Bactericidal antibiotics promote oxidative damage and programmed cell death in sinonasal epithelial cells

Background Antibiotics are widely and heavily used in the treatment of chronic sinusitis. Bactericidal antibiotics can stimulate reactive oxygen species (ROS) formation, a proinflammatory response, and cell death in cultured human sinonasal epithelial cells (SNECs). Sulforaphane (SFN) is a potent stimulator of the antioxidant nuclear factor erythroid 2-related factor 2 (Nrf-2) system and a suppressor of inflammation. In this study we utilized SFN to further explore the relationship between levofloxacin treatment, ROS formation, and the cell death response.

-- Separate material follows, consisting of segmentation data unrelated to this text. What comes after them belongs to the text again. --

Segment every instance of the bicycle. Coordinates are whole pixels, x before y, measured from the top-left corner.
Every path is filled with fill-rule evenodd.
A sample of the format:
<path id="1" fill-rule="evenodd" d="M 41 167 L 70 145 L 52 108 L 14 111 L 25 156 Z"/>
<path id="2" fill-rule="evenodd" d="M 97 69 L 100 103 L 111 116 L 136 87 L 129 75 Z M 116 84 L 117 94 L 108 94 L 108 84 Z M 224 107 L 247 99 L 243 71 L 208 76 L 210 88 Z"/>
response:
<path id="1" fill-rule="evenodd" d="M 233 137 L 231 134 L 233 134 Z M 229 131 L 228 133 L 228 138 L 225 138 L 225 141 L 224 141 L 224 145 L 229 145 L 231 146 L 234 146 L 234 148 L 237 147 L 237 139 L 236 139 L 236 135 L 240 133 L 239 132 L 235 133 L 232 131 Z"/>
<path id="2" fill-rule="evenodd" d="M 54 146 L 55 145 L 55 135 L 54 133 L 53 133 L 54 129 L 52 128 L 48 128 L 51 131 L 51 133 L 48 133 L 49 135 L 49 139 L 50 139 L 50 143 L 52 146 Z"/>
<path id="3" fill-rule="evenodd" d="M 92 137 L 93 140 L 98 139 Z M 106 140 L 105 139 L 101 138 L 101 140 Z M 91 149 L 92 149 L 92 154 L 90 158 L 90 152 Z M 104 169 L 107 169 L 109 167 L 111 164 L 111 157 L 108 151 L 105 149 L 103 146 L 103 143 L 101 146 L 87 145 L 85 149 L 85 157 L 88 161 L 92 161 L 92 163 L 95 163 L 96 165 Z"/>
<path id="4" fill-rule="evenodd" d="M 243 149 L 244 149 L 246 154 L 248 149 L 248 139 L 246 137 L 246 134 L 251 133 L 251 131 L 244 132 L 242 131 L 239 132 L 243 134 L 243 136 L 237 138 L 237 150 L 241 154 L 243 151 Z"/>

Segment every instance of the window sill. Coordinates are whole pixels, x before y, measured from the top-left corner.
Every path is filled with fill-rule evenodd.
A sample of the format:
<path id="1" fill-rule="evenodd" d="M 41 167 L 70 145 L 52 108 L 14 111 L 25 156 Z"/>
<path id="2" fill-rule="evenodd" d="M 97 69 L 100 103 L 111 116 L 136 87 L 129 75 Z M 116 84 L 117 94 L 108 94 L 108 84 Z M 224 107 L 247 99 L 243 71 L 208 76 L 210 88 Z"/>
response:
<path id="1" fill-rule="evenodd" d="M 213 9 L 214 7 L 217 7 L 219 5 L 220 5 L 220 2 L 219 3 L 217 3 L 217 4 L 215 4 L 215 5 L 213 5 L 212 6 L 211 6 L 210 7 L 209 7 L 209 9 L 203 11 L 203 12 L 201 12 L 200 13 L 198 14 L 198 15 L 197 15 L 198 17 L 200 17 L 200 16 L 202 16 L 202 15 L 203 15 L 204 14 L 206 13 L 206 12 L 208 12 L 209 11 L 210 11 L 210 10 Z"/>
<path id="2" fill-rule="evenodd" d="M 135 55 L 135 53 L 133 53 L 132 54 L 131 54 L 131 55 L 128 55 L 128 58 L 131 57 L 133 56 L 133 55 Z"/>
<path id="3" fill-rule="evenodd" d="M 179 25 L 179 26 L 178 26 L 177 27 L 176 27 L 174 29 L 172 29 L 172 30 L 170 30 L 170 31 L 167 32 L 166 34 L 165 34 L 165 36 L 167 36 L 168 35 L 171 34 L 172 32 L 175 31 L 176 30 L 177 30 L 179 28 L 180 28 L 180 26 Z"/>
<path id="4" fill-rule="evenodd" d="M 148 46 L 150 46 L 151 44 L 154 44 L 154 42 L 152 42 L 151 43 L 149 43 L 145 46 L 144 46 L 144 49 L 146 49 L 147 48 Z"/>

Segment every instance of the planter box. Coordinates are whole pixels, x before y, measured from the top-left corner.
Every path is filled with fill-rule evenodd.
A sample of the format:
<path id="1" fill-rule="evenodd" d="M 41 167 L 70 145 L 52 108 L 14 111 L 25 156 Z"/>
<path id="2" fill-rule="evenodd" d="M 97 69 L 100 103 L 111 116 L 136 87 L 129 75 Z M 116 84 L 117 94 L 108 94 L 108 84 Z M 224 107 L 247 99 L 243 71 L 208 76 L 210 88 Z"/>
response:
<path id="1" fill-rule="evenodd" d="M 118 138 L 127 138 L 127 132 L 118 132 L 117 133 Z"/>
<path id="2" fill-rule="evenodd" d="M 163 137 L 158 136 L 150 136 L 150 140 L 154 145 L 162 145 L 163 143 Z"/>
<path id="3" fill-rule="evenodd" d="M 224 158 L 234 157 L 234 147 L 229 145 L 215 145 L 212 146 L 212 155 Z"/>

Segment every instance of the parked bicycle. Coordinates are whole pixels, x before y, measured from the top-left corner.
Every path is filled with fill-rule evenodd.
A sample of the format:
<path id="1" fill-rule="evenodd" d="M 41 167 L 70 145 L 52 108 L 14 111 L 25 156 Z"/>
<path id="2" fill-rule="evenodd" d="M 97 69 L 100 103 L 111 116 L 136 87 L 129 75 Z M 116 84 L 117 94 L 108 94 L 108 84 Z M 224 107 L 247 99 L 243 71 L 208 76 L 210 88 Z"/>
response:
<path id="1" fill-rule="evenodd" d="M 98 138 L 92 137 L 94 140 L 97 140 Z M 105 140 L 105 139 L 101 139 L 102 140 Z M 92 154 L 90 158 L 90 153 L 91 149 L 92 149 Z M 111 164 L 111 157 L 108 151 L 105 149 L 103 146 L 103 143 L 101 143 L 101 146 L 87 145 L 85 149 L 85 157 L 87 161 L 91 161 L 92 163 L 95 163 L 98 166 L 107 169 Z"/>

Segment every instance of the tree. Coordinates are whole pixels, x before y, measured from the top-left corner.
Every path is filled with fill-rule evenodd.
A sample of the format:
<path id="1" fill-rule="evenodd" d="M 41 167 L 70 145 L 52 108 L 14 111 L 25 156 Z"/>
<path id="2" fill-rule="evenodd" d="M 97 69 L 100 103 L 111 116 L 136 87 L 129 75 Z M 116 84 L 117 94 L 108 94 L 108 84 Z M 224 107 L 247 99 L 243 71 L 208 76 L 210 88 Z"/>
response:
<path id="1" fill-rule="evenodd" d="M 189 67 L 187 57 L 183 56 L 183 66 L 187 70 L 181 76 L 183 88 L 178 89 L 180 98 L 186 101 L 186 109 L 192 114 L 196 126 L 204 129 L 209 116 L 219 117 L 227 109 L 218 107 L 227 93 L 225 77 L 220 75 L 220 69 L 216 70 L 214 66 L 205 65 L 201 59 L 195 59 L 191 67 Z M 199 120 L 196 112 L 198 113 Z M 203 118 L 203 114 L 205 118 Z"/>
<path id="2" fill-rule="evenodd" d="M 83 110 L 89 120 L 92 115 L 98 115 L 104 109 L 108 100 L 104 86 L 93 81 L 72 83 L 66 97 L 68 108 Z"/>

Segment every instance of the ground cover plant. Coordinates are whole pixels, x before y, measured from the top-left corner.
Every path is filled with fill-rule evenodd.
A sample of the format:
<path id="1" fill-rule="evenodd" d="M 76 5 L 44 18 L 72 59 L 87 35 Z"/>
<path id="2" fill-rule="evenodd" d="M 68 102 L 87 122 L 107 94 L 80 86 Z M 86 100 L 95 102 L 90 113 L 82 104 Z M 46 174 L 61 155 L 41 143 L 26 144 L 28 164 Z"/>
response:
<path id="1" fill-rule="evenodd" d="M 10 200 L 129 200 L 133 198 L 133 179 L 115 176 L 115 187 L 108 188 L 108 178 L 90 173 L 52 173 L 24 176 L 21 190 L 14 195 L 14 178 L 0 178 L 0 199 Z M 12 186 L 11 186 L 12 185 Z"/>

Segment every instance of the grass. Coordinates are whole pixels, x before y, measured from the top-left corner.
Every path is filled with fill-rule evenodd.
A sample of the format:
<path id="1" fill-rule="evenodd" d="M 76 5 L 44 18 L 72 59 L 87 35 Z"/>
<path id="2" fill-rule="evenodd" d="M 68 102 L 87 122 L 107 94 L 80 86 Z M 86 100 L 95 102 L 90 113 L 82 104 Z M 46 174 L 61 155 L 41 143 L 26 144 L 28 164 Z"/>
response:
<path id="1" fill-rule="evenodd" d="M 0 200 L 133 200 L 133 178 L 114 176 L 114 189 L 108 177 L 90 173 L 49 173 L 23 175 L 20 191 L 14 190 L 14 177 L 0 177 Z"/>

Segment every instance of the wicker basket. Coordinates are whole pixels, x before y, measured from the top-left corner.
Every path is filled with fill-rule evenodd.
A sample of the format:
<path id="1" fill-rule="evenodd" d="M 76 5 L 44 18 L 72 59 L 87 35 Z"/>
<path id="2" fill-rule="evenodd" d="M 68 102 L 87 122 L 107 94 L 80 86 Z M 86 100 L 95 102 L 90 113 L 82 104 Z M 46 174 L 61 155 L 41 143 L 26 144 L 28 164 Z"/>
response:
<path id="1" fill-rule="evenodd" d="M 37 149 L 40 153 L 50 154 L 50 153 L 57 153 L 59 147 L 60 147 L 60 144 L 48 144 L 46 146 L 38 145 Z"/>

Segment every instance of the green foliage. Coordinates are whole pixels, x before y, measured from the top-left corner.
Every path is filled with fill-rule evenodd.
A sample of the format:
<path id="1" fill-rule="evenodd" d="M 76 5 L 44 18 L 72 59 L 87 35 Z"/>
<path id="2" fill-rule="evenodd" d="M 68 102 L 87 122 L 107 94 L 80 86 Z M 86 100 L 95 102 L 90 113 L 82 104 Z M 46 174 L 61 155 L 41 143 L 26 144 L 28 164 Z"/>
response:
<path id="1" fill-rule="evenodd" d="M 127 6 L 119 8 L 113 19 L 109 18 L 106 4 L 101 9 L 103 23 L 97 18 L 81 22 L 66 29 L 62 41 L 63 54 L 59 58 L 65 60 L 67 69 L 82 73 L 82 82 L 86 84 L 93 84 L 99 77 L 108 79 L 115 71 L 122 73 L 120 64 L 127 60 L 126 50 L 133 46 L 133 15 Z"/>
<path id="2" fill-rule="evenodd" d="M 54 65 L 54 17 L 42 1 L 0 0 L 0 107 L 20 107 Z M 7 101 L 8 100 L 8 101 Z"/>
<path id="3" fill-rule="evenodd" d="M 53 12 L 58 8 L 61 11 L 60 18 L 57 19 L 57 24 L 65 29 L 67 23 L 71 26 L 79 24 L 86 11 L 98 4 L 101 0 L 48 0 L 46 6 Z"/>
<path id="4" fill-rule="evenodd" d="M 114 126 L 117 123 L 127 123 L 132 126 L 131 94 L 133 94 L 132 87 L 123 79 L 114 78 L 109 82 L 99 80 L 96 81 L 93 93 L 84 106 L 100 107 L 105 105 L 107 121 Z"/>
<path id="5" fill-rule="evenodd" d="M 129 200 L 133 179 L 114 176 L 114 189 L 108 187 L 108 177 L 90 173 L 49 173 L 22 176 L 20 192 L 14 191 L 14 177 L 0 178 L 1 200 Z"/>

Methods SNECs were collected from patients during endoscopic sinus surgery and grown in culture at the air-liquid interface. Differentiated SNECs were stimulated with levofloxacin with or without SFN pretreatment. ROS were quantified. Apoptosis markers of caspase-3 activity and DNA fragmentation were quantified. Results Cultured SNECs treated with levofloxacin resulted in a significant increase in activity of the proapoptotic caspase-3 protease (5.9-fold, p = 0.01). The increase in activity was suppressed by pretreatment with SFN (1.9-fold). ROS levels increased with levofloxacin treatment (range, 1.2-fold to 1.8-fold), but were not significantly suppressed by pretreatment with SFN (range, 1.0-fold to 1.3-fold). Conclusion In this study, we demonstrate that treatment of cultured SNECs with levofloxacin leads to an increase in caspase-3 activity. SFN pretreatment suppresses the increased apoptotic response possibly through its antioxidant stimulating properties. Our results suggest that levofloxacin treatment stimulates a potent proapoptotic possibly through an ROS-dependent mechanism. Future studies will explore if this antibiotic-induced response is harmful to recovery of function in those with sinusitis.